BBC News, Los Angeles
The firestorm of controversy promoted by a few misplaced movie billboards has helped generate maximum publicity for 50 Cent's new movie, Get Rich or Die Tryin'.
50 Cent's film opens in the US this month
The film mirrors the life of the rapper, real name Curtis James Jackson III, as a drug dealer who turns his back on a life of crime to pursue a career in the music business.
The row over the billboards has attracted much attention in the run-up to the film's red carpet premiere on Wednesday.
Some of the posters, showing 50 Cent holding a gun in his left hand and a microphone the other, were put in areas of LA battling to bring gang violence under control.
"People need to realise that what happens here in Los Angeles is sometimes exaggerated," said Najee Ali, a community activist.
"The majority of people here in LA are people, who work every day, who are not involved in gang banging or violence. The media focuses in on people like 50 Cent who exploit those images and give Los Angeles a bad reputation."
Ultimate media commodity
Paramount Pictures responded by taking down the billboards.
Everyone seemed to be happy at the outcome. The protestors applauded the decision while studio executives, no doubt, sat back and contemplated the value of all the free publicity.
"They are talking about it on media outlets I didn't have plans to market the movie to," said 50 Cent.
"They are helping me out."
The unexpected boost to the film's pre-release hype coincides with the culmination of a carefully orchestrated marketing campaign.
The rapper is the ultimate media commodity.
Activists staged a rally calling for the billboards to be removed
"One of the things that 50 Cent has achieved is this sort of media convergence where you have the video game and film and the album and the clothing line all happening at the same time," said Thomas DeFrantz, associate professor of music at the Massachusetts Institute of Technology.
"He was the first to put these four pieces together and I think we can expect other artists put together even more pieces."
50 Cent has gone much further than Eminem, who also managed to synchronise the release his autobiographical movie, 8 Mile, with an album of new material.
The next few weeks will also see the release of the video game 50 Cent: Bulletproof and 50 Cent: Refuse to Die, a DVD documentary about the rapper's life.
Like Eminem, 50 Cent's film reflects his own life experience. It appears to be a recipe for commercial success.
"Hip hop was always about keeping it real," said professor DeFrantz.
"You're always trying to tell a story in the first person. What we're seeing now though is instead of a rhyme at a local performance or an album that comes out and makes some national waves, we're seeing this translated into an actual Hollywood film and a video game."

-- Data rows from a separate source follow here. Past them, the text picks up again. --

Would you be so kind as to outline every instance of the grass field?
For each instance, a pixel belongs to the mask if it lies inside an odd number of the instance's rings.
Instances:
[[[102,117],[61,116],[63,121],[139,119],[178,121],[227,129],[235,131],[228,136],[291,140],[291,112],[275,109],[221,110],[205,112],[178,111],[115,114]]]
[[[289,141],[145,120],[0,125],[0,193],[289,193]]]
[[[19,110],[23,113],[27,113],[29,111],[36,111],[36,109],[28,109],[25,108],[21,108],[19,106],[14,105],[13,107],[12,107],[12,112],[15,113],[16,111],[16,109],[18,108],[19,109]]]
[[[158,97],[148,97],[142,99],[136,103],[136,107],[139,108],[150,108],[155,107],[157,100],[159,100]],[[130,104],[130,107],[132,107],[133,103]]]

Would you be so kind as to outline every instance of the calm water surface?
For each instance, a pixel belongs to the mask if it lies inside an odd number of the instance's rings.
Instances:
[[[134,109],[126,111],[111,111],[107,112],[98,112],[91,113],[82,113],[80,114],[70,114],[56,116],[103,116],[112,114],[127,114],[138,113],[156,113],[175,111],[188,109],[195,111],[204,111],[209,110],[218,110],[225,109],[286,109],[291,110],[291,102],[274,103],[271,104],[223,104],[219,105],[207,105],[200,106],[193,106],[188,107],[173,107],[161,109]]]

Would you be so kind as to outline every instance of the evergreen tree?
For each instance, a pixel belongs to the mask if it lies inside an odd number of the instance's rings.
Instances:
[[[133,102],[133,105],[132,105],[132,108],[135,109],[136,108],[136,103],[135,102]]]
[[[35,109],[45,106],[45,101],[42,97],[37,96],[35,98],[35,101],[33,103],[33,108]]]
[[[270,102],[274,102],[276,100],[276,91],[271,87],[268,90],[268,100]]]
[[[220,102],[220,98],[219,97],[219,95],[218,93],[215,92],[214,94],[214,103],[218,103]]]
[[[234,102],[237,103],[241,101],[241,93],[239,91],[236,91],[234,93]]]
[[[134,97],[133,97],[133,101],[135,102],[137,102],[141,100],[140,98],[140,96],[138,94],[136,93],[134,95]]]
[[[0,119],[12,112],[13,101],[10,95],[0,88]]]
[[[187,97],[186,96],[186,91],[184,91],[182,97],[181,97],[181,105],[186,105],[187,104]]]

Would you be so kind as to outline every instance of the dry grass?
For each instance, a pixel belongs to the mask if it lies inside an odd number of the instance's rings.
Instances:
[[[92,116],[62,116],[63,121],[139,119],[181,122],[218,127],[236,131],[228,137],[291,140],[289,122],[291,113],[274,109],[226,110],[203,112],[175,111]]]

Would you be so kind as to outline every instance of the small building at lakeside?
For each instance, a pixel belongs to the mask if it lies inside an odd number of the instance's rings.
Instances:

Responding to the Los Angeles billboard controversy, 50 Cent said it was ludicrous to single out his poster considering how action movies were routinely marketed.
"At the end of the day, those kids are going to see the film," he said.
The rapper implied that he was far more in tune with the realities of life on the street than some of the protestors objecting to his film.
"One of the things we often forget about gangster rappers is they are kids coming up from the real underbelly of American life," said professor DeFrantz.
Urban media mogul
"Nobody wants to actually live there and it's not a sort of badge of honour to have the life story be about being shot up, being incarcerated and being in gangs.
"He's going to tell a story through the movie but I'm sure emotionally he's going to have other stories he'd like to tell in Hollywood films."
50 Cent has the entertainment world eating out of his hand. He could go on to make more movies, seek out roles in television or, most likely, follow in the steps of Diddy as an urban media mogul.
Whatever the future has in store, 50 Cent has much riding on the success of Get Rich or Die Tryin'.
The rapper's expanding collection of spin-off products will help keep him alive in the public consciousness for a while, but it takes more than clever merchandising to sustain a career.
"People are either artists who want to make music and make headlines or they are really celebrities who are flash in the pan and grab as much (as they can) when that flash is hot," said professor DeFrantz.
"I think in future we'll see artists have a shorter and shorter window of opportunity for this sort of build-up and media convergence.
"If 50 Cent can sustain this kind of celebrity for a year or three I think that would be pretty impressive."